Is it possible to map the color-space of the De colore onto any of these modern constructions? The question arises because of the apparent commensurability between the color-space envisaged by Grosseteste, and that imposed by human trichromacy, at least in terms of dimension. Is it possible that this correspondence could have arisen from careful observation on Grosseteste’s part? Or is it coincidental? Grosseteste sees several distinct colors in the world, and for six or seven of them he has focal color names. He also knows conceptually that three bipolarities are needed to enumerate eight things, perhaps following the tradition of Aristotelian physics to classify elements by the presence of absence of particular properties, or perhaps likening variations in color to variations in spatial position described within the three-dimensional structure of the physical world and its geometric “figures.” In this interpretation, the motivation for identifying three bipolar qualities is purely one of mathematical convenience, and it requires no insight into the three-dimensionality of our perceptual experience of color.
We probe these alternatives by considering possible interpretations of the axes of variation that Grosseteste identifies. It is possible that Grosseteste may have been using three axes of variation as a means to present the concept of a volumetric space, without attaching any further significance to the axes themselves. However, this interpretation fails to motivate the labelling of the axes and the explicit association of the (perceptual) terms whiteness and blackness with the triplets of clara-multa-purum and obscura-pauca-impurum, respectively. Furthermore, although Grosseteste introduces his color space through abstract geometric arguments, the treatise concludes with a paragraph suggesting that those skilled in the principles of optics can appreciate his arguments through experience. For, if they know how to manipulate the three qualities he identifies, “through skill they can show visibly, as they wish, all kinds of colors” [1]. This account is a firm indication that the axes of variation that Grosseteste identified were envisaged by him as real physical qualities with perceptual correlates.
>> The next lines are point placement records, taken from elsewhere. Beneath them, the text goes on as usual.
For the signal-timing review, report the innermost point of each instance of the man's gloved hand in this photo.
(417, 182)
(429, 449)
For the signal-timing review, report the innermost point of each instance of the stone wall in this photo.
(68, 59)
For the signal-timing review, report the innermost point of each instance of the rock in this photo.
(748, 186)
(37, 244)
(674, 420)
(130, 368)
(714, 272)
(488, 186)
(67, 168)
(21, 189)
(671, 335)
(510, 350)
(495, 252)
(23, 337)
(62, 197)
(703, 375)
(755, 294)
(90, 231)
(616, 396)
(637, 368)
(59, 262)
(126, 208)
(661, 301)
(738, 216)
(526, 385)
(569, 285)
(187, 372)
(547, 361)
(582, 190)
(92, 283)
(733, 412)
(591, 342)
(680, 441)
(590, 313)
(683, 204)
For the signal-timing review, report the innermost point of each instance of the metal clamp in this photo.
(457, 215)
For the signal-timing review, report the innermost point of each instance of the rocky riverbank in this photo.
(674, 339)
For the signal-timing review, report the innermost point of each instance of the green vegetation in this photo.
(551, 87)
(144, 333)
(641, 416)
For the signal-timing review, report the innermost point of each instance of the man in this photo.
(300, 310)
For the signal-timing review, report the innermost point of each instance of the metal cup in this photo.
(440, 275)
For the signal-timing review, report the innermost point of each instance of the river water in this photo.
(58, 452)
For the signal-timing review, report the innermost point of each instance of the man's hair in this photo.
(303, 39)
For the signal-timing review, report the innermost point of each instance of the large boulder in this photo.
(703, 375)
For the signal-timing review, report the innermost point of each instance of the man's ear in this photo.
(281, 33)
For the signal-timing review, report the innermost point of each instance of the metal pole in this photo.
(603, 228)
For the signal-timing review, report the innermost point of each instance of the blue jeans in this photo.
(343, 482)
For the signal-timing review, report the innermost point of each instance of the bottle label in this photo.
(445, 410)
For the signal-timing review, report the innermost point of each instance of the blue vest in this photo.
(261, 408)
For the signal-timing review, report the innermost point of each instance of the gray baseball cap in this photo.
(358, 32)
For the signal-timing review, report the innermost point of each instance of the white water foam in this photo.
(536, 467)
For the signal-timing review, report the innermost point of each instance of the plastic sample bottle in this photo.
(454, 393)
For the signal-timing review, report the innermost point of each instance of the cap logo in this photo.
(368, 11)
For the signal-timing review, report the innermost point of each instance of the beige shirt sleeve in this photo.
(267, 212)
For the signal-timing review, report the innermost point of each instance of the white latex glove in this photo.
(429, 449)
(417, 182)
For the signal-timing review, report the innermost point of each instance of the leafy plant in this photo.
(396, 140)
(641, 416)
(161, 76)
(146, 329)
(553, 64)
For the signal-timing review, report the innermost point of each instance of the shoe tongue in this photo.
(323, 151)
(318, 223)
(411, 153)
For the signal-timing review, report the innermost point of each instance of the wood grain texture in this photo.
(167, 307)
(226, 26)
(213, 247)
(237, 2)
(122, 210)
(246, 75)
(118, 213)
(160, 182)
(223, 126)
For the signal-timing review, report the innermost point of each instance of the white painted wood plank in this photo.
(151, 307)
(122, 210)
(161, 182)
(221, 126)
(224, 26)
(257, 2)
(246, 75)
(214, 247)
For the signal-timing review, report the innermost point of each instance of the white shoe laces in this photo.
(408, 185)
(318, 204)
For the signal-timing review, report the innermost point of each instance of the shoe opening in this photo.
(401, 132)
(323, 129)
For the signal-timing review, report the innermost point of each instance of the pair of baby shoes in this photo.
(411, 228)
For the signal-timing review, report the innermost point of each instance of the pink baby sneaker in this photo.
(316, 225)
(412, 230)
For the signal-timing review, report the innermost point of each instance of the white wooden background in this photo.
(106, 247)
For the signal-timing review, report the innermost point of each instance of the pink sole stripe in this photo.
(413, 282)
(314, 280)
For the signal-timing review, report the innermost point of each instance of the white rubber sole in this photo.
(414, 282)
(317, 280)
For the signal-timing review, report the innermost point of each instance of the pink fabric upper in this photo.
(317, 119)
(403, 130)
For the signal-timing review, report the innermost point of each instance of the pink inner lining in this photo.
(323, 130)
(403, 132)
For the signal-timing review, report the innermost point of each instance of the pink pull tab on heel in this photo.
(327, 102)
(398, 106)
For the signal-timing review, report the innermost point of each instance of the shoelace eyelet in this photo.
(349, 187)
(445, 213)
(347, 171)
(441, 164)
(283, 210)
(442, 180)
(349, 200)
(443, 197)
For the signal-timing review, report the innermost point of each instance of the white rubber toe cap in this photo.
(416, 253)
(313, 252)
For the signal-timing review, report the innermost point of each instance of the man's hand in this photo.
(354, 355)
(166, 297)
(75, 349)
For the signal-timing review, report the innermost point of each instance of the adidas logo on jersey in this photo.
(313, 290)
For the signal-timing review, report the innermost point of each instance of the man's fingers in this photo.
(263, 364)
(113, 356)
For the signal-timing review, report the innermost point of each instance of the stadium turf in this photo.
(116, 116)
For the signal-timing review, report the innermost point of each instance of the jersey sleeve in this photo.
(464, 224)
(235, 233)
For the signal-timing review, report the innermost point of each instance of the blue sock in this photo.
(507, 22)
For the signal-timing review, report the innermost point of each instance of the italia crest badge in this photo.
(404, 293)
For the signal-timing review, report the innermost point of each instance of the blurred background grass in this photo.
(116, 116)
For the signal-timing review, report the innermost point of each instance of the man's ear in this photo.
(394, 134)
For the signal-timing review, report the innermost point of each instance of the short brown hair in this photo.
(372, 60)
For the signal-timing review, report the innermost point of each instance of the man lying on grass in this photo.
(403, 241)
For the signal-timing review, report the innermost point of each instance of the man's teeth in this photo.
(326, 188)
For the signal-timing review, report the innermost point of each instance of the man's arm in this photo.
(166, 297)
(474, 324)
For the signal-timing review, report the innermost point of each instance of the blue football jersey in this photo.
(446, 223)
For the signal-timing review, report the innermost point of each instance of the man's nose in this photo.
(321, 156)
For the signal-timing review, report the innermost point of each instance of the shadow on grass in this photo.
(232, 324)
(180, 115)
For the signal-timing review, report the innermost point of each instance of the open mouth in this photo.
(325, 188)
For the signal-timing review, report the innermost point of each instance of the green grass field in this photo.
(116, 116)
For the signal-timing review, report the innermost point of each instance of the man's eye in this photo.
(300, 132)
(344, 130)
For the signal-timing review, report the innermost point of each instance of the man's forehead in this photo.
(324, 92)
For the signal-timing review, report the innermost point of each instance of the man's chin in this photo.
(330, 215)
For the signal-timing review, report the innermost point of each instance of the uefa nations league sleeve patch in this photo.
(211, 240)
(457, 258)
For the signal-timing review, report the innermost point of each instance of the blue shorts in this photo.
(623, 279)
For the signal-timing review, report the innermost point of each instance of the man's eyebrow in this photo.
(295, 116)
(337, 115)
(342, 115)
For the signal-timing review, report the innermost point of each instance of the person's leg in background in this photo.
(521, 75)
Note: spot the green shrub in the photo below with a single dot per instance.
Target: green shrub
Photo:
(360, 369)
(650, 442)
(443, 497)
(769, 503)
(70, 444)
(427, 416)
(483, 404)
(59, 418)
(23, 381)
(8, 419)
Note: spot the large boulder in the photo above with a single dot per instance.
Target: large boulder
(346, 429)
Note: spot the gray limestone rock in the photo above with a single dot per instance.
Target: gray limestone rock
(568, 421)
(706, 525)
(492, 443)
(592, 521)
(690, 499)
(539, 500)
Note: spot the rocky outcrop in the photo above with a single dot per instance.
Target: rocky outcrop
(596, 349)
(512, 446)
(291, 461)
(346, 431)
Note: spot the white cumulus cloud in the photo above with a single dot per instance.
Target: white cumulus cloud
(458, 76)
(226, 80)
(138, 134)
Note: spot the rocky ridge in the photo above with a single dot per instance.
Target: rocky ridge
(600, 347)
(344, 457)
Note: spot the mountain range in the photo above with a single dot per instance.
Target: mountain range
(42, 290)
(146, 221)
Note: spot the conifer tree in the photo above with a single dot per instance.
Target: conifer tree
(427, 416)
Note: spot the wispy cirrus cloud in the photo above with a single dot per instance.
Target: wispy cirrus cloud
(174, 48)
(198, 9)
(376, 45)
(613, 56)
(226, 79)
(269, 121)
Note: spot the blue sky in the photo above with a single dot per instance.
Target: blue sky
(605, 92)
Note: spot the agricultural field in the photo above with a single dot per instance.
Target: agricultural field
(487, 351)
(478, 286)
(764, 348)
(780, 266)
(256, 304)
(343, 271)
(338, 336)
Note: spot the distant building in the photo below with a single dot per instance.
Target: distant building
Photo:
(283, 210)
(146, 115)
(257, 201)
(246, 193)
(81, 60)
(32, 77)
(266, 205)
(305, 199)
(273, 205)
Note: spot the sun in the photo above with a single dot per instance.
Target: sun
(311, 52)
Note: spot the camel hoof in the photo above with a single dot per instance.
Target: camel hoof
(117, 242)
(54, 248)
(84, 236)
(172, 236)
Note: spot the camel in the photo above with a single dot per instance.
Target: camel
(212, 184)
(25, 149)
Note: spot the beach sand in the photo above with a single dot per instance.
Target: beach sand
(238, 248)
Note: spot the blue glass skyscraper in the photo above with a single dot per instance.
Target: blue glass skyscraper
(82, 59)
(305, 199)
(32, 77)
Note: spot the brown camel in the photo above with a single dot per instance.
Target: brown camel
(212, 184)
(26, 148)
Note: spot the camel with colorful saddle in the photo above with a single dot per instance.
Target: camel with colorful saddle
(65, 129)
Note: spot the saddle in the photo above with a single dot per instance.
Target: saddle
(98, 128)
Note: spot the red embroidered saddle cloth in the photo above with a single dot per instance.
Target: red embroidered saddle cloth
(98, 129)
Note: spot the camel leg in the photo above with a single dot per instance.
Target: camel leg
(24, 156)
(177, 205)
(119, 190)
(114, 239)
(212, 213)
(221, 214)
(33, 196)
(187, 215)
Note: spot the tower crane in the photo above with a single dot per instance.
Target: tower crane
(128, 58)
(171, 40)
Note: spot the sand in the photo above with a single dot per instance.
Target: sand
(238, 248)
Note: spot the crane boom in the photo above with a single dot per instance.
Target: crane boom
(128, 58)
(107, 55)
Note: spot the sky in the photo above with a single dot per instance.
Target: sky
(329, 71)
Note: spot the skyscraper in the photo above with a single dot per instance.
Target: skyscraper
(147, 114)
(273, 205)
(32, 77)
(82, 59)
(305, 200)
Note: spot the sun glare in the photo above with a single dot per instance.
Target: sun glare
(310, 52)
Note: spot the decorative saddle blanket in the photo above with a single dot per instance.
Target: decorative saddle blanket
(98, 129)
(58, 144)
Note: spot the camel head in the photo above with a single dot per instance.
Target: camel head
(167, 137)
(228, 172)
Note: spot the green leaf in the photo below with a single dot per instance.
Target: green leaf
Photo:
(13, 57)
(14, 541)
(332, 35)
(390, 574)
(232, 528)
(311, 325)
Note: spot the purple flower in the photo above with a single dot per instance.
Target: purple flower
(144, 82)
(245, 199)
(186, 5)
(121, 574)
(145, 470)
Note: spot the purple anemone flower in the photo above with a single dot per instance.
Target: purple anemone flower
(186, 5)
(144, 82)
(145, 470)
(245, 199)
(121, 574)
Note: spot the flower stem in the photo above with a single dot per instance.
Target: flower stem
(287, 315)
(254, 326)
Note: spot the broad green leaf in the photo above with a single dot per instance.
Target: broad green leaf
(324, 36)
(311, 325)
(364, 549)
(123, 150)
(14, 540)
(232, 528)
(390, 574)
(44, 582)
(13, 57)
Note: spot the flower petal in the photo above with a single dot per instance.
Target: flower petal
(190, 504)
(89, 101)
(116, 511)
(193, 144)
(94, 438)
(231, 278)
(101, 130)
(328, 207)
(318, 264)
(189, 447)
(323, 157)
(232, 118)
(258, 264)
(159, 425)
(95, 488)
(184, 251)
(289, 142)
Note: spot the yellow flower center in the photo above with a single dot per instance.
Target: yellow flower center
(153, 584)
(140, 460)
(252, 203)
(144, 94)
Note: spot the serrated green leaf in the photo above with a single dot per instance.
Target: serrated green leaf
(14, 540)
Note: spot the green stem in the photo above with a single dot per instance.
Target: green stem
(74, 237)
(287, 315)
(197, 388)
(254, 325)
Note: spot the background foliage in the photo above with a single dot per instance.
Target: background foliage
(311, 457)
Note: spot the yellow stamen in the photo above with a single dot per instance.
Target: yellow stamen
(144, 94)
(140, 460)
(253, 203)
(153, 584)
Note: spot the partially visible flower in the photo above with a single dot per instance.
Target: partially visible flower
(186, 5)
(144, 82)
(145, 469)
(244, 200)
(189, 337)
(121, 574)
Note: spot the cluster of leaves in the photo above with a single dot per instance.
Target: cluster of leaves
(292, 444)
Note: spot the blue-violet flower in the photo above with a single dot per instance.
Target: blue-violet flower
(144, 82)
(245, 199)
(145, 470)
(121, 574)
Our examination of the De colore leads us to suggest that Grosseteste’s axes of color variation might be imagined in a Cartesian sense [Fig. 2]. For simplicity we illustrate this using the unit cube, where the origin (0,0,0) is arbitrarily associated with blackness (obscura-pauca-impurum) and the coordinate (1,1,1) is associated with whiteness (clara-multa-purum). Grosseteste’s exposition of the seven colors descending from whiteness describes the seven displacements from the (whiteness) coordinate (1,1,1) toward the other corners of the cube. Following Grosseteste’s categorization of these displacements, the first set of three correspond to decreasing exactly one quality while keeping the others fixed, and can be defined by the Cartesian vectors [−α,0,0], [0,−α,0], [0,0,−α], where a is a scalar quantity between 0 and 1 indicating the magnitude of the displacement. These vectors correspond to the edges of the cube [Fig. 2b]. The second set of three, notationally [−α,−α,0], [−α,0,−α], [0,−α,−α],correspond to decreasing two of the qualities while keeping one fixed. These vectors correspond the diagonals along faces of the cube [Fig. 2c]. Finally, the vector [−α,−α,−α] corresponds to the decrease of all three qualities at once, and corresponds to the main diagonal of the cube [Fig. 2d]. Although this geometric construction is exactly equivalent to Grosseteste’s logic, and provides us with a way to understand the conceptual leap made in the De colore away from the Aristotelian linear series of degrees from whiteness to blackness, we have no direct evidence that allows us to impute to Grosseteste the idea of a cubic color space. He offers little direct indication that abstract geometrical spaces were employed as conceptual tools in the 13th century. A strong geometric constraint on Grosseteste’s color space is the identification of “whiteness” with coordinate (1,1,1), labeled as clara-multa-purum. It is important to note, however, that Grosseteste is quite specific in his language of whiteness (albedo) rather than white (albus), and that whiteness itself incorporates various degrees.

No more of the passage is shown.